Tie Milestones to Deliverables, Not Dates

The classic mistake is scheduling payments by calendar date ("50% on July 1st"). Do this and you'll end up chasing invoices for work the client delayed by sitting on feedback. Instead, tie each payment to a deliverable milestone:

  • Deposit (30–50%) — on signed contract, before work begins

  • Design approval (20–30%) — when the client signs off on mockups/design direction

  • Development complete (20–30%) — when the build is staged and ready for review

  • Final payment (remaining balance) — before launch / handover of final files

The golden rule: the final payment clears before the client gets the keys. Never hand over production files, DNS access, or admin credentials until the last invoice is paid. This one habit eliminates the vast majority of non-payment situations.
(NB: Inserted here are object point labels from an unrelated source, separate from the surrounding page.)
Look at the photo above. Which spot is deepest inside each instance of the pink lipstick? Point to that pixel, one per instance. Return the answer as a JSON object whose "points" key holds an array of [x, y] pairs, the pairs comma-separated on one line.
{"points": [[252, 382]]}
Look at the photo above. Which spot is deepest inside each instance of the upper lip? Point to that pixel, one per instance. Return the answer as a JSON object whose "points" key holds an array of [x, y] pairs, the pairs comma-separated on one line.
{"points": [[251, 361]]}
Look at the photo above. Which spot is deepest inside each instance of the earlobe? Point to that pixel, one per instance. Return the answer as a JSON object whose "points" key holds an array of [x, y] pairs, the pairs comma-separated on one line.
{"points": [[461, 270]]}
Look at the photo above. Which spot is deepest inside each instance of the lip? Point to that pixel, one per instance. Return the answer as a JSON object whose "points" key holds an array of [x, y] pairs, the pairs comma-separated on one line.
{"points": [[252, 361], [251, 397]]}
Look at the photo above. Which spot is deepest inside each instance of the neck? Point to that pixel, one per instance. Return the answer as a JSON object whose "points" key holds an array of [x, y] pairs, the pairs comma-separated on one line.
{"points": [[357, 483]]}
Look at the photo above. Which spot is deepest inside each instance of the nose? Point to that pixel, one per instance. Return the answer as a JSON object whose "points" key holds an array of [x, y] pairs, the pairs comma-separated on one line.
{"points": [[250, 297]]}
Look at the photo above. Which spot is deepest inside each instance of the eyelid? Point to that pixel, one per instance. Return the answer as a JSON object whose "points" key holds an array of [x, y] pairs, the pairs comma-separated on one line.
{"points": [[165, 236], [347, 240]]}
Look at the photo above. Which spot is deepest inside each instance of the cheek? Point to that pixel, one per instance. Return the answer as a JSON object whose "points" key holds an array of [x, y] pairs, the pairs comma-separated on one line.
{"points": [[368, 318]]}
Present It Professionally in the Proposal

How you present the schedule matters as much as the numbers. A payment plan buried in a paragraph reads like fine print clients will argue about. A clean, itemized table with each milestone, its trigger, and its dollar amount reads like a professional who's done this a hundred times. Clients push back on ambiguity, not on clarity.

When your proposal shows exact amounts — "$3,000 deposit, then $2,000 at design approval, $2,000 at development complete, $3,000 before launch" — the client sees a partner who runs a real business, not a hobbyist hoping to get paid.

Skip the Spreadsheet Math

Building these schedules by hand for every quote is tedious and error-prone — especially when you're juggling different deposit percentages and milestone splits across multiple proposals. That's exactly why we built SplitSmart, a free tool that turns any project total into a clean deposit + milestone payment schedule you can drop straight into your proposal.

You enter the project value, choose your deposit percentage and milestone structure, and SplitSmart generates a professional, itemized schedule with exact dollar amounts for each stage. It's built specifically for freelance designers, developers, and small creative agencies quoting fixed-price work — not generic invoicing software. Try SplitSmart free here.

The Bottom Line

Non-payment and cash-flow gaps aren't bad luck — they're usually the predictable result of an unclear payment structure. Take a real deposit, tie milestones to deliverables, never hand over final assets before the last invoice clears, and present it all in a clean schedule. Do that consistently and "getting stiffed" becomes a story from your early years rather than a monthly stress.